Another student might be motivated to take a certain class because it is considered ‘easy’ by his peers.

A student might be motivated to run for political office at school because he believes he might be able to do something about final grades at the end of the year.

See:

What Are Different Types of Motivation?

There are plenty of different types of motivation to consider. There’s:

-Affiliation motivation – this is a desire to be able to somehow relate to others on a personal and social basis.

-Competence motivation -involves the desire to be good at something and understand how to use it to your advantage.

-Achievement motivation – you have specific goals you want to ‘achieve.’
-Power motivation – involves your desire to influence people or change certain types of situations. In order to do that, you need to have power.

-Incentive motivation – if you reap a reward from a certain type of behavior or action, you are being incentivized.

-Fear motivation -if you’re afraid of consequences, whether those are perceived or real, you will certainly be motivated and this is associated with your motivation.

See: Types Of Motivation

What Is Your Motivation?

Ultimately, you need to understand your own personal motivation and the only way to do that is to take an honest assessment of why you want to do something, why it’s important, and what it gets or earns for you.

Understanding your “why?” is going to be the most important decision you will ever make. People who have a hard time “finding motivation” to do anything in life do so because they don’t know what they want from life.

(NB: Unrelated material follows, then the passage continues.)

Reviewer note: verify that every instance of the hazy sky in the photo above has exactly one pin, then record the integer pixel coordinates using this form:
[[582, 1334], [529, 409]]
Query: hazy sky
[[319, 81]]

Once you answer the question, “What should I do with my life?“, you will see that the motivation to take action will be much easier.

At the end of the day, excitement, is the most natural form of motivation there is. Excitement is literally your bodies translation that says, “This is who I am”.

What Are Some of the Factors of Motivation?

These are highlighted in the Different Types of Motivation section above.

See:

What Is an Example of an Extrinsic Motivation?

Earning a paycheck is an example of extrinsic motivation. So would be getting a new car for achieving a certain grade in school.